Guarda su Netflix una miniserie tratta da un acclamatissimo romanzo che ti farà commuovere e riflettere con una storia d’amore drammatica sullo sfondo del secondo conflitto mondiale.
Dal bestseller di Anthony Doerr premiato con il Pulitzer, ecco una miniserie molto intensa che parla di amore ai tempi di guerra.
Ambientata a fine Seconda Guerra Mondiale, “Tutta la luce che non vediamo” tratta il delicato tema di un amore che deve fare i conti con il dissesto sociale e con la tragedia del conflitto che sembra lacerare ogni speranza.
Si tratta di una serie televisiva emozionante che non può non catturare l’attenzione dello spettatore.
Quando si parla di Guerre Mondiali, le produzioni che si trovano in giro sono davvero tante. Ma questo titolo che Netflix ti consente di scegliere nella sua library affronta il tema con grande garbo e altrettanta intensità.
Il suo titolo originario è “All the Light We Cannot See” ed è stata pubblicata nel 2023, ideata da Shawn Levy e Steven Knight. Il colosso streaming aveva già nel 2019 acquistato i diritti del romanzo per realizzarne una serie, prevedendone le ottime potenzialità. E così è stato.
Infatti questa miniserie, prodotta dalla 21 Laps Entertainment, Pioneer Stilking Films, e distribuita dal 2 novembre 2023, ha presto riscosso un buon successo di pubblico.
Essa è suddivisa in soli quattro episodi, della durata di circa 50-60 minuti l’uno, che riescono a condensare tutta la trama senza dilungarsi in maniera eccessiva e ridondante.
Siamo negli anni Quaranta. E ci troviamo di fronte la storia di una ragazza francese cieca e di un soldato tedesco costretto a combattere per la Germania nazista, che vedono incrociare i loro destini.

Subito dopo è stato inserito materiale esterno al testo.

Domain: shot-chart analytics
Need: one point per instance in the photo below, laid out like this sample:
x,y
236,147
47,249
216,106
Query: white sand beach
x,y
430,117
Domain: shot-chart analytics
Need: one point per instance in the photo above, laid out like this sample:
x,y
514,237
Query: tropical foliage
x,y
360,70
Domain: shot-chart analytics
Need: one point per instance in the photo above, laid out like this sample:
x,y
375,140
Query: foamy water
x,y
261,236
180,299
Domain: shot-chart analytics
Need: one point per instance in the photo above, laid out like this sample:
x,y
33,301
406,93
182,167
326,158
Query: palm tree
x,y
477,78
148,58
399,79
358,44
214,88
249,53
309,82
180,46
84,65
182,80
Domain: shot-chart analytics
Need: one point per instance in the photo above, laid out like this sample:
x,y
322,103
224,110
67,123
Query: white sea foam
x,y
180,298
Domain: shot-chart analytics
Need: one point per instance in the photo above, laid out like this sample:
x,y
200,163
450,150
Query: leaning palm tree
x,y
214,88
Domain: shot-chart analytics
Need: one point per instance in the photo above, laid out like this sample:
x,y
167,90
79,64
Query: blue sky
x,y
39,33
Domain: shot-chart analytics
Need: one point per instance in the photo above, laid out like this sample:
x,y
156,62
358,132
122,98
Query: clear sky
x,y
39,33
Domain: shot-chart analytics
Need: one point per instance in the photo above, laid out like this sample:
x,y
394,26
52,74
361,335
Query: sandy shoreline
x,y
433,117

Le riprese si sono svolte tra la primavera e l’estate del 2022 in diverse ambientazioni di Budapest, Saint-Malo e Villefranche-de-Rouergue, quindi tra Ungheria e Francia. Le atmosfere generali risultato alquanto cupe e dense di rassegnazione, dove non mancano suspense e commozione. Per questi motivi, questa è una miniserie perfetta per il pubblico che desidera usufruire di un prodotto di buona qualità che scorre via veloce e che mette in scena tutta la drammaticità di un sentimento in circostanze avverse.
La miniserie segue la storia di Marie-Laure e di suo padre, Daniel LeBlanc, che fuggono dalla Parigi occupata dai tedeschi con un diamante leggendario. Il loro obiettivo è fare in modo che questo non finisca nelle mani dei nazisti. Braccati senza sosta da un crudele ufficiale della Gestapo che vuole impossessarsi della pietra preziosa per motivi di carattere personale, padre e figlia trovano un comodo rifugio a St. Malo. Ma qui il destino di Marie-Laure incrocia inaspettatamente quello di un’improbabile anima gemella. Si tratta di Werner, un ragazzo brillante e sensibile arruolato suo malgrado dal regime.
Una storia intensa sulla scintilla che si può accendere anche nelle situazioni più improbabili. Che riflette su quel briciolo di speranza che lascia uno spiraglio aperto a un’umanità devastata. “Tutta la luce che non vediamo” ha raggiunto su Youtube circa 80 mila visualizzazioni in un mese dalla pubblicazione in piattaforma e i commenti delle persone evidenziano in modo particolare l’emozione e la poesia che esprime: “una luce di speranza contro l’oscurità della guerra”.
Molto bene assortito il cast, che vede spiccare il nome di Mark Ruffalo, il noto attore statunitense apprezzato in film come “Shutter Island” di Martin Scorsese, “Il caso Spotlight” di Tom McCarthy, oppure nelle vesti di Hulk in “The Avengers”.
I ruoli dei due giovani protagonisti sono dell’esordiente Aria Mia Loberti e Louis Hofmann, attore che ha raggiunto la fama internazionale con la serie “Dark”, sempre su Netflix.